Предложить Коми обкому и Ненецкому окружкому ликвидацию кулачества оленеводов не проводить до получения особых указаний крайкома.
20. Учитывая начавшееся местами стихийное и неорганизованное раскулачивание, которое, не будучи связано с подлинно массовым движением бедняцко-середняцких масс к сплошной коллективизации, превращается в голую административную меру, бюро крайкома предупреждает против таких методов раскулачивания и напоминает, что административные меры по раскулачиванию лишь только в сочетании с широким развертыванием работы по организации бедноты и батрачества, сплочению бедняцко-середняцких масс на основе и вокруг социалистической коллективизации могут привести к успешному решению поставленных партией задач по ликвидации кулачества как класса и социалистического переустройства деревни.
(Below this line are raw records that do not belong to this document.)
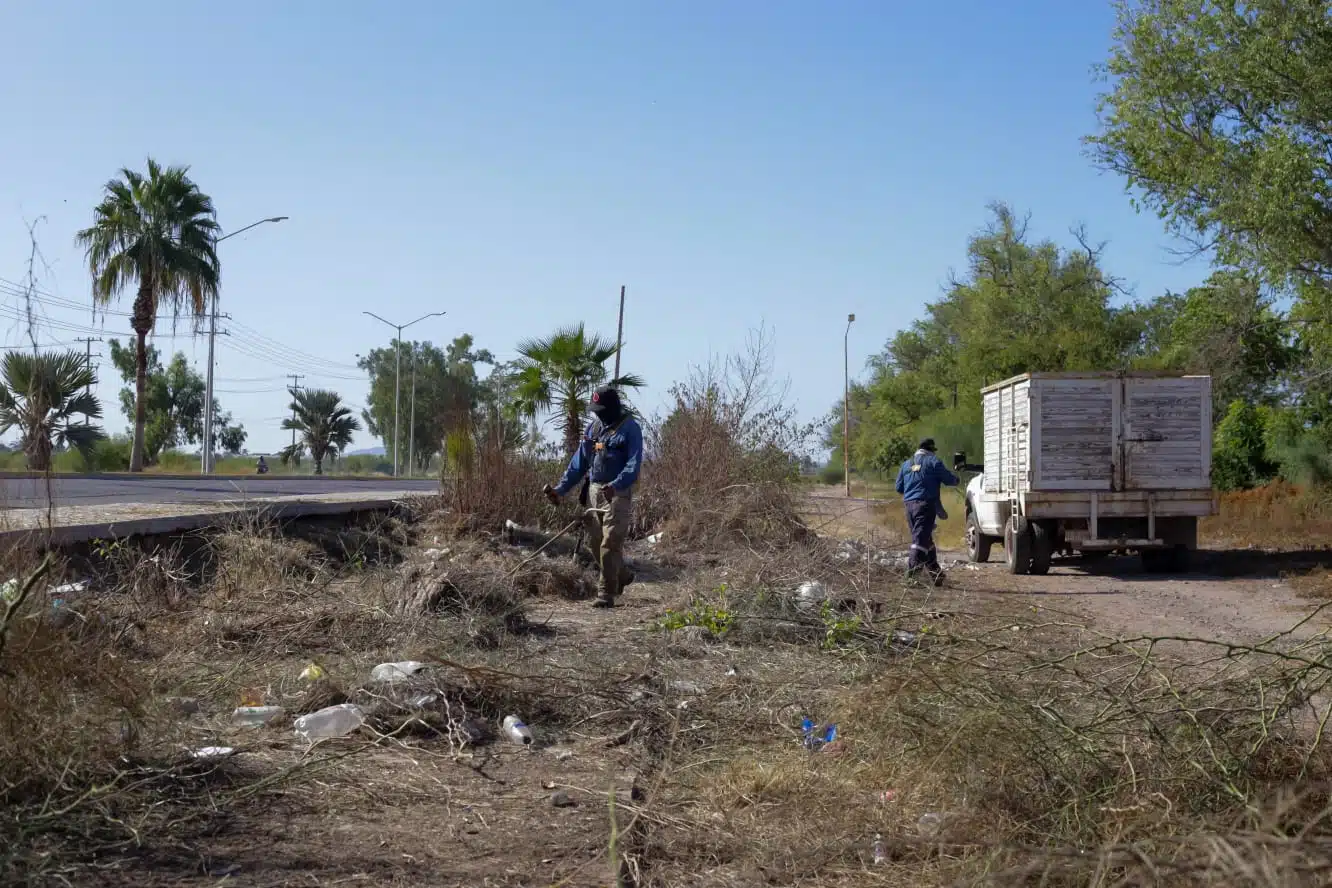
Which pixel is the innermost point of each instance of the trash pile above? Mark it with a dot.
(393, 694)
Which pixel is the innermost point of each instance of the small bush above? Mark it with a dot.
(722, 463)
(496, 485)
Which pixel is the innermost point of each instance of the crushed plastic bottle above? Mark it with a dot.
(253, 716)
(810, 597)
(394, 672)
(331, 722)
(312, 672)
(817, 735)
(516, 730)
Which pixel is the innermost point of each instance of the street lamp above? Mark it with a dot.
(207, 458)
(846, 405)
(397, 378)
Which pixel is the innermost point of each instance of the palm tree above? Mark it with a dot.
(325, 424)
(40, 394)
(560, 373)
(159, 233)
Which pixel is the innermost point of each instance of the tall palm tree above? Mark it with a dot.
(324, 422)
(560, 373)
(159, 233)
(40, 394)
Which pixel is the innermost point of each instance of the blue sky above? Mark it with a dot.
(514, 163)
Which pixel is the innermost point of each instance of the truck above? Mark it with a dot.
(1091, 463)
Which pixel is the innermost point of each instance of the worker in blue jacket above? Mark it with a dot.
(610, 455)
(918, 482)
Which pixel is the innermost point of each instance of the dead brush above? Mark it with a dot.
(1103, 763)
(490, 486)
(482, 589)
(1278, 515)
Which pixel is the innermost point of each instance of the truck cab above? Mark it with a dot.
(1091, 463)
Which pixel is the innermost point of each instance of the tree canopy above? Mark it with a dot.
(1027, 305)
(173, 404)
(1218, 117)
(448, 394)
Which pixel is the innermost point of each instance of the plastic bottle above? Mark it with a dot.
(331, 722)
(516, 730)
(253, 716)
(394, 672)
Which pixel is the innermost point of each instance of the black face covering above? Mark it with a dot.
(606, 406)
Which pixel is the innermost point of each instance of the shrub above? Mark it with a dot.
(722, 463)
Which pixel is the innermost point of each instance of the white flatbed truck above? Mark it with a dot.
(1091, 463)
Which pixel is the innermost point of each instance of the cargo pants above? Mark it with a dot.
(921, 518)
(606, 533)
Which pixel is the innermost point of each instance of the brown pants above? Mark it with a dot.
(606, 533)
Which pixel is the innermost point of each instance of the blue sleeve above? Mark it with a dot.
(634, 457)
(943, 474)
(578, 466)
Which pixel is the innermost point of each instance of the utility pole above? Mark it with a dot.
(296, 386)
(412, 424)
(88, 341)
(620, 330)
(397, 377)
(846, 405)
(207, 457)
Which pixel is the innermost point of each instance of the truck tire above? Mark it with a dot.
(978, 545)
(1016, 546)
(1042, 549)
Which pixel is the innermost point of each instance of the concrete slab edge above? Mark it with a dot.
(65, 534)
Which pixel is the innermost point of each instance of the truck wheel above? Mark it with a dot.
(1042, 549)
(1016, 547)
(978, 545)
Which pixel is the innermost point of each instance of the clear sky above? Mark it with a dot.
(513, 163)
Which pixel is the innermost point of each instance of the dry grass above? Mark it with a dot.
(1278, 515)
(103, 696)
(1051, 755)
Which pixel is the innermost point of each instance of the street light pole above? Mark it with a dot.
(207, 458)
(412, 422)
(846, 404)
(397, 378)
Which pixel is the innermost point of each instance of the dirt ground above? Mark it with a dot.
(660, 758)
(1242, 595)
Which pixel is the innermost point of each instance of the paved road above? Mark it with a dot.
(73, 490)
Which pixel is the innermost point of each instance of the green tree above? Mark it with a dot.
(1227, 329)
(173, 402)
(324, 424)
(159, 233)
(1022, 306)
(1240, 447)
(446, 394)
(560, 372)
(1218, 116)
(40, 397)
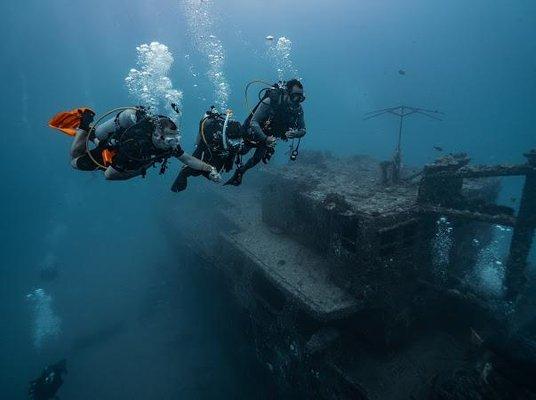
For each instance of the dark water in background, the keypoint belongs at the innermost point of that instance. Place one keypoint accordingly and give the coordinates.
(140, 318)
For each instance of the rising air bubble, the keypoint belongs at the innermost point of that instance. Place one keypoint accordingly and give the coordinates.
(280, 56)
(47, 325)
(441, 247)
(201, 28)
(149, 84)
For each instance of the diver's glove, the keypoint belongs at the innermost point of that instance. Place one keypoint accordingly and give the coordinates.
(270, 141)
(86, 118)
(268, 155)
(295, 133)
(214, 175)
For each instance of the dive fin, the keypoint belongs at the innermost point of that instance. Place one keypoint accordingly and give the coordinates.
(236, 179)
(67, 121)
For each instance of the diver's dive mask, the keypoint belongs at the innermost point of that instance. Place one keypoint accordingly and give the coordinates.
(166, 135)
(296, 95)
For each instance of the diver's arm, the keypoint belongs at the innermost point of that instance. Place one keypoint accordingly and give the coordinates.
(300, 130)
(262, 113)
(196, 163)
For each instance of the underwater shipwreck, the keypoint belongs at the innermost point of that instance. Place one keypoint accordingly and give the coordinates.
(351, 296)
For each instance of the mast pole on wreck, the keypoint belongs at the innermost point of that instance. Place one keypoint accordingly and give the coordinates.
(402, 112)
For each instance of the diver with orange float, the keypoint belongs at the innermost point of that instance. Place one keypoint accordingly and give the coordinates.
(126, 144)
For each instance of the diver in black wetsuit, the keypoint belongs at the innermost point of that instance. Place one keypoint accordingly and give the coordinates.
(47, 385)
(218, 142)
(279, 115)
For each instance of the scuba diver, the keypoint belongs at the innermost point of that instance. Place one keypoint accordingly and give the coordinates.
(278, 115)
(218, 143)
(49, 382)
(127, 144)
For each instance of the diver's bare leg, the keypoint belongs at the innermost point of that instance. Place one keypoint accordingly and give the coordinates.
(112, 174)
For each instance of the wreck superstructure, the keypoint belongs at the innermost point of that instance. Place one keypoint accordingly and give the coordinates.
(337, 269)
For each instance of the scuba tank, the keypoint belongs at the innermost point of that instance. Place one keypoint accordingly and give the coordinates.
(221, 134)
(275, 92)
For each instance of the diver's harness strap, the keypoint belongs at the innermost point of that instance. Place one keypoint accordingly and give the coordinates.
(275, 93)
(115, 142)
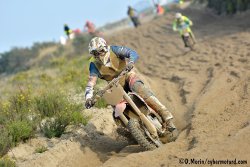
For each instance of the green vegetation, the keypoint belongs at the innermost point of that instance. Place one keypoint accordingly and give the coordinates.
(7, 162)
(227, 6)
(41, 149)
(38, 97)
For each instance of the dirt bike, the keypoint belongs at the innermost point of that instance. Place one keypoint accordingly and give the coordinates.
(187, 36)
(132, 112)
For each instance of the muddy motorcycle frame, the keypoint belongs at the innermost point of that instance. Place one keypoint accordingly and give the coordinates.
(145, 125)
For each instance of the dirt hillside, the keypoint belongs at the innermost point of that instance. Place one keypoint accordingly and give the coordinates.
(207, 90)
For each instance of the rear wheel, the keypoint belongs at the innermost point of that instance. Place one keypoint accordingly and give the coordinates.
(139, 135)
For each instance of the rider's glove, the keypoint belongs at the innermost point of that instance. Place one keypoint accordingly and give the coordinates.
(129, 66)
(89, 103)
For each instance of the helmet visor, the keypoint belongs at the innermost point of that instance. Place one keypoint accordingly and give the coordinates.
(98, 53)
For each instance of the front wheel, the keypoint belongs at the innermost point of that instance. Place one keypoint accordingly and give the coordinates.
(139, 135)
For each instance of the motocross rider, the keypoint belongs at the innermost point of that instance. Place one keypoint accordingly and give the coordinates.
(178, 23)
(108, 62)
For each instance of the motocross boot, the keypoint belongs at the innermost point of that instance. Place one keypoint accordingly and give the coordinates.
(166, 116)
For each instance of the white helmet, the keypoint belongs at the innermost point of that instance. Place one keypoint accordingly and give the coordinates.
(178, 15)
(97, 44)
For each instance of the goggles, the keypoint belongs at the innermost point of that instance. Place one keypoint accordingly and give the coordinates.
(97, 53)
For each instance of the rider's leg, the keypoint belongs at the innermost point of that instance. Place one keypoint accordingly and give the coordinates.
(192, 36)
(184, 40)
(138, 86)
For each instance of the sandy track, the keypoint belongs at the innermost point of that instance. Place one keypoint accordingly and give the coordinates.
(208, 91)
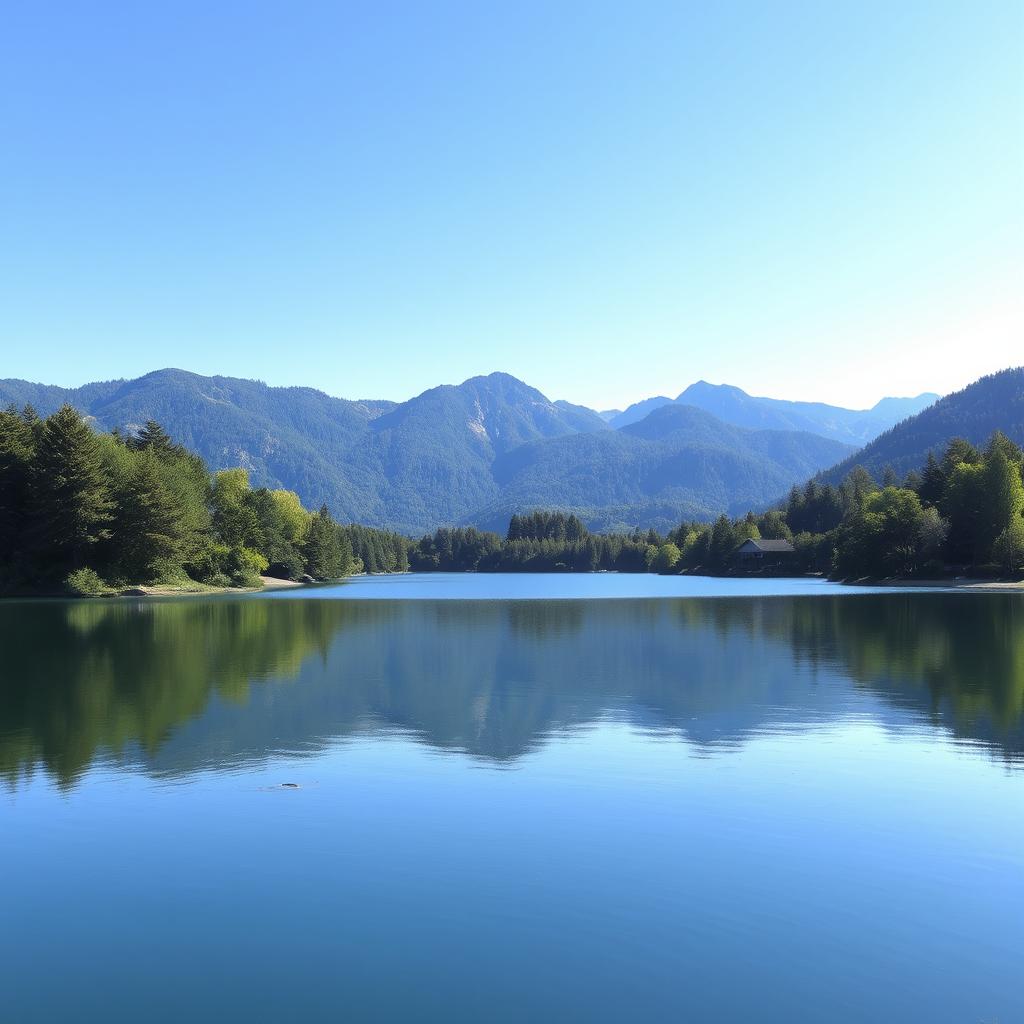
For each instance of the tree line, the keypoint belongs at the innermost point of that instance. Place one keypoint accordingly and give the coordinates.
(536, 542)
(964, 512)
(95, 512)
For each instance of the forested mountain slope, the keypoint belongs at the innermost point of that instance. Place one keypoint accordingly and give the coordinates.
(470, 453)
(994, 402)
(736, 407)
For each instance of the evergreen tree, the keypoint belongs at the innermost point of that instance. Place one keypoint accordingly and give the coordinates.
(17, 444)
(150, 528)
(323, 548)
(70, 493)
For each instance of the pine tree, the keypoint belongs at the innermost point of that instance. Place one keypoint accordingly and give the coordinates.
(70, 493)
(150, 529)
(16, 451)
(323, 548)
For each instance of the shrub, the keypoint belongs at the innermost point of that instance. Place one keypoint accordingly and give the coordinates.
(85, 583)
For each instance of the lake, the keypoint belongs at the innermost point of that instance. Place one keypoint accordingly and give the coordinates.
(514, 799)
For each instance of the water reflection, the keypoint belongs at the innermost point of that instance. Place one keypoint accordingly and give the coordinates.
(178, 686)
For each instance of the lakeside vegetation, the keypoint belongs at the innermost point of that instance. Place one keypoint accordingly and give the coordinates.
(963, 513)
(93, 513)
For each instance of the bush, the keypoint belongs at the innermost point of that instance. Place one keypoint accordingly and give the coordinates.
(85, 583)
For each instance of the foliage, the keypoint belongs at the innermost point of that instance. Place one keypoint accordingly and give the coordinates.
(80, 507)
(84, 583)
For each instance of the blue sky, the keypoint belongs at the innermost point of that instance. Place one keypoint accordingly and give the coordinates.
(807, 200)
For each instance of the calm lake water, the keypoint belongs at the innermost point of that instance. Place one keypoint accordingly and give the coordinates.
(669, 804)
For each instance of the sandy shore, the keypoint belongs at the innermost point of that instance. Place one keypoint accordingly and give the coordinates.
(267, 583)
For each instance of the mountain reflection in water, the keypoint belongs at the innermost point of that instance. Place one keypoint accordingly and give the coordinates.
(179, 686)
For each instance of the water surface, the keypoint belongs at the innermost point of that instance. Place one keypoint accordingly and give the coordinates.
(775, 808)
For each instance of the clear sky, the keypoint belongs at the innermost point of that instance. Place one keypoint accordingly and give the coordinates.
(817, 200)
Перед партийной организацией стоят большие трудности. Отдавая себе полный отчет в них, бюро крайкома призывает организацию принять все меры для действительно организованного и серьезного проведения этой важнейшей работы.
21. Обязать окружкомы и Коми обком каждую десятидневку информировать крайком о ходе этой работы, настроении парторганизации, рабочих и деревни.
1. В целях недопустимости возможного ухода из леса части лесорубов и возчиков в момент проведения этой операции предложить окружкомам и Коми обкому ВКП(б) по получении планов перед операцией повести широкую и серьезную разъяснительную работу среди лесорубческих масс по этому вопросу.
2. Для руководства всем делом ликвидации кулачества как класса в районах сплошной коллективизации и изъятия контрреволюционного элемента (I группа) обязать окружкомы и Коми обком ВКП(б) послать в районы своих уполномоченных.
3. Считать, что тройка из членов бюро крайкома в составе т. т. Аустрина, Иоффе (с заменой т. Конториным) и Лютина должна на весь период работы по раскулачиванию и приему кулаков из других районов Союза систематически осуществлять политическое руководство этой важнейшей работой.
Предложить этой же тройке в 3-дневный срок разработать конкретную инструкцию практического проведения всей этой операции, а также правила расселения высылаемых и порядок их работы».
Ночью текст был передан по телеграфу всем окружкомам.